Make `DedupeIntegration` more memory efficient.
Users reported that the DedupeIntegration can use up a lot of memory, because it keeps a full exception in memory for checking if it has seen this exception already.
Depending on the users code those exception objects can be big because they also include the traceback and local variables (which can be huge).
Idea is now to not save the whole exception but just a hash of the important parts of the exception to decide if we have seen this exception again.
fixes https://github.com/getsentry/sentry-python/issues/3165 fixes https://github.com/getsentry/sentry-python/issues/4327
Codecov Report
:white_check_mark: All modified and coverable lines are covered by tests.

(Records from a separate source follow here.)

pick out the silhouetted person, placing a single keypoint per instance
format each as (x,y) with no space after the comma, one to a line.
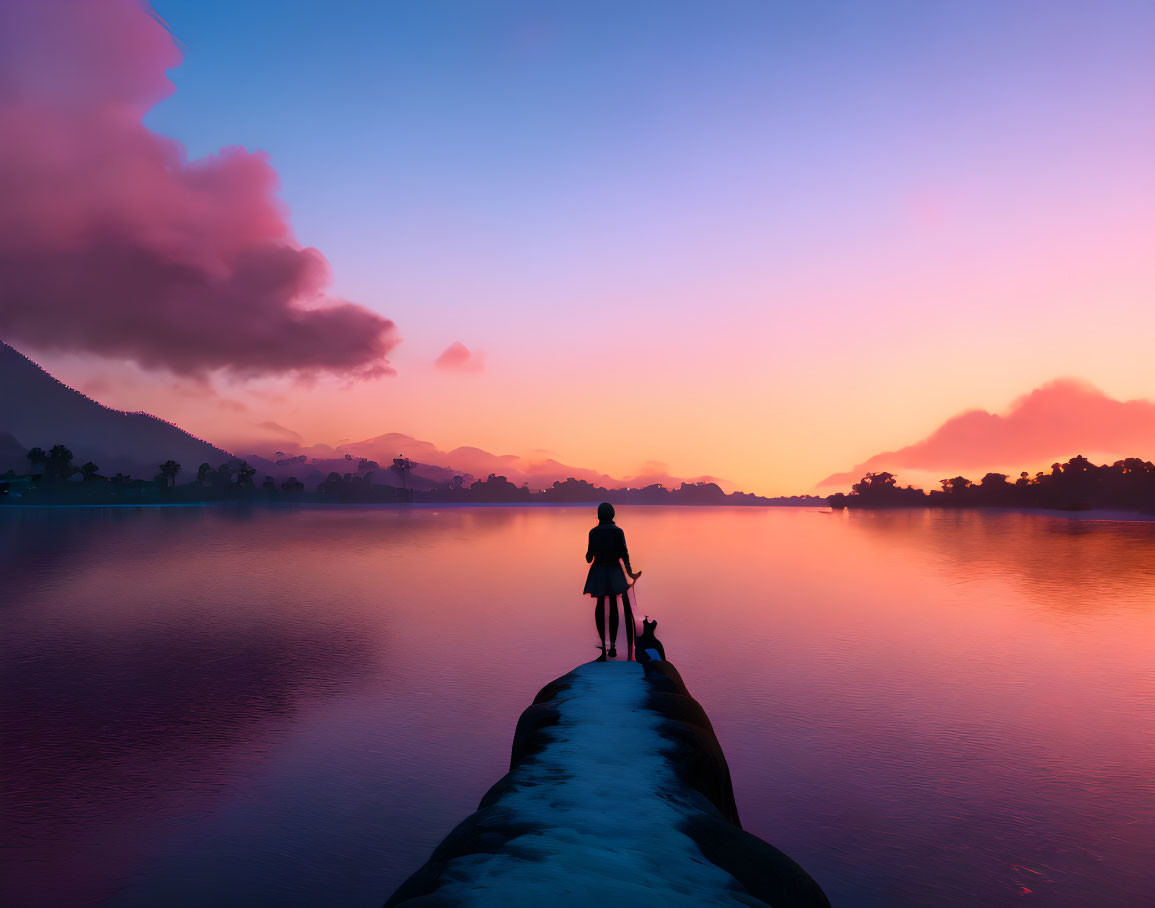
(605,555)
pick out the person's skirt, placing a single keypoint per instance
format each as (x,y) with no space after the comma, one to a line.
(605,580)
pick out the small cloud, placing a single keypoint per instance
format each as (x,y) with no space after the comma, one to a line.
(280,430)
(456,357)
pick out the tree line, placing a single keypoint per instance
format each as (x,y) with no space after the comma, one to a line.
(53,476)
(1127,484)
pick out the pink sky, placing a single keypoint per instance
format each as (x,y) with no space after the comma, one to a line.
(765,285)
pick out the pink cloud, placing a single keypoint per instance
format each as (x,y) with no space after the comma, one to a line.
(1059,419)
(113,243)
(456,357)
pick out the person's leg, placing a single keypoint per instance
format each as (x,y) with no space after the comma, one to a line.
(627,613)
(600,618)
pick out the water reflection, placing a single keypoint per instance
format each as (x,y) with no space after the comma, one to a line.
(247,706)
(1065,563)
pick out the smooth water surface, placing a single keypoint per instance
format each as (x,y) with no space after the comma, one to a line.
(217,706)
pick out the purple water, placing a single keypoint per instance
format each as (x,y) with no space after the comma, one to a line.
(218,706)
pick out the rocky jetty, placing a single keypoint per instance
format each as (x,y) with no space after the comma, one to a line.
(618,793)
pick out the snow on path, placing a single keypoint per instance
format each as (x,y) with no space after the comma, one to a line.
(605,806)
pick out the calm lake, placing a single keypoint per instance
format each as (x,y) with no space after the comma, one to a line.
(214,706)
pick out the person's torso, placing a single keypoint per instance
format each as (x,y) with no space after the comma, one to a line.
(608,543)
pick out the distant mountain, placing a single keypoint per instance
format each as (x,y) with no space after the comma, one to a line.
(37,410)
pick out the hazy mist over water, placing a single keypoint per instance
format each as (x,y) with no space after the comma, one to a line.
(226,706)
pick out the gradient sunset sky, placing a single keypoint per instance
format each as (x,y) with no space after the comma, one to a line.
(760,240)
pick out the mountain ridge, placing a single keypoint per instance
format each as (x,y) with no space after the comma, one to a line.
(39,410)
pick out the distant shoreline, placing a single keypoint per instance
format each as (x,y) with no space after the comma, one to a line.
(422,505)
(1097,513)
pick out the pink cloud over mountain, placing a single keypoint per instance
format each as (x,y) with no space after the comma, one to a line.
(113,243)
(538,470)
(1055,422)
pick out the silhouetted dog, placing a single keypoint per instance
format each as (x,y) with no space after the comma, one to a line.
(647,647)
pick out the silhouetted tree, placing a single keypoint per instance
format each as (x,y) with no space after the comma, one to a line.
(402,467)
(37,458)
(245,475)
(60,466)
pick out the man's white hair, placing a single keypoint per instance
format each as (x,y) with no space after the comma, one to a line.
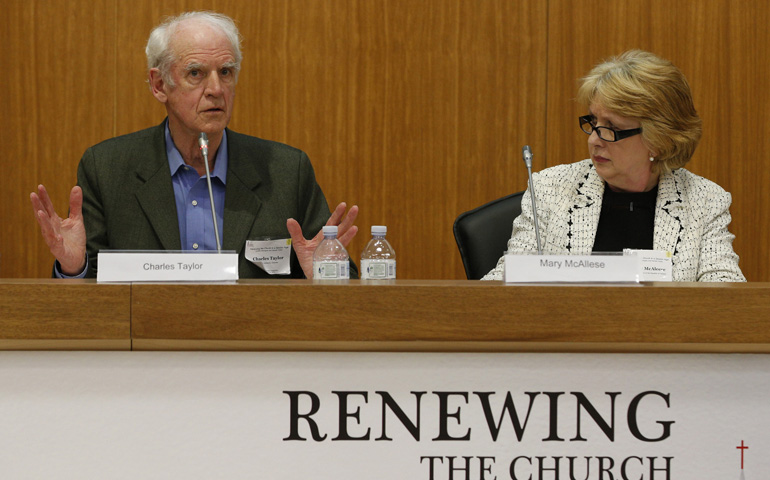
(161,56)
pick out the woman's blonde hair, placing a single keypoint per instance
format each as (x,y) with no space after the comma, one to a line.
(641,85)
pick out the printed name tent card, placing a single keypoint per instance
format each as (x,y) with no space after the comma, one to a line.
(154,266)
(572,268)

:white_check_mark: Project coverage is 84.58%. Comparing base (9001126) to head (d6ed7a8).
Additional details and impacted files
@@ Coverage Diff @@
## master #4446 +/- ##
==========================================
- Coverage 84.60% 84.58% -0.02%
==========================================
Files 158 158
Lines 16463 16463
Branches 2850 2850
==========================================
- Hits 13928 13926 -2
- Misses 1694 1696 +2
Partials 841 841
| Files with missing lines | Coverage Δ | |
|---|---|---|
| sentry_sdk/integrations/dedupe.py | 87.50% <100.00%> (ø) |
@antonpirker can't you just id(exc)?
i thought about that too. but garbage collection moves objects around. so id(exc) could be different when we safe it and when we compare it...
The id() of an object is guaranteed to never change during the life cycle of the object. So taking it.
I will close this in favor of https://github.com/getsentry/sentry-python/pull/4809
Reason: Python reuses memory addresses after garbage collection. Making this path unreliable.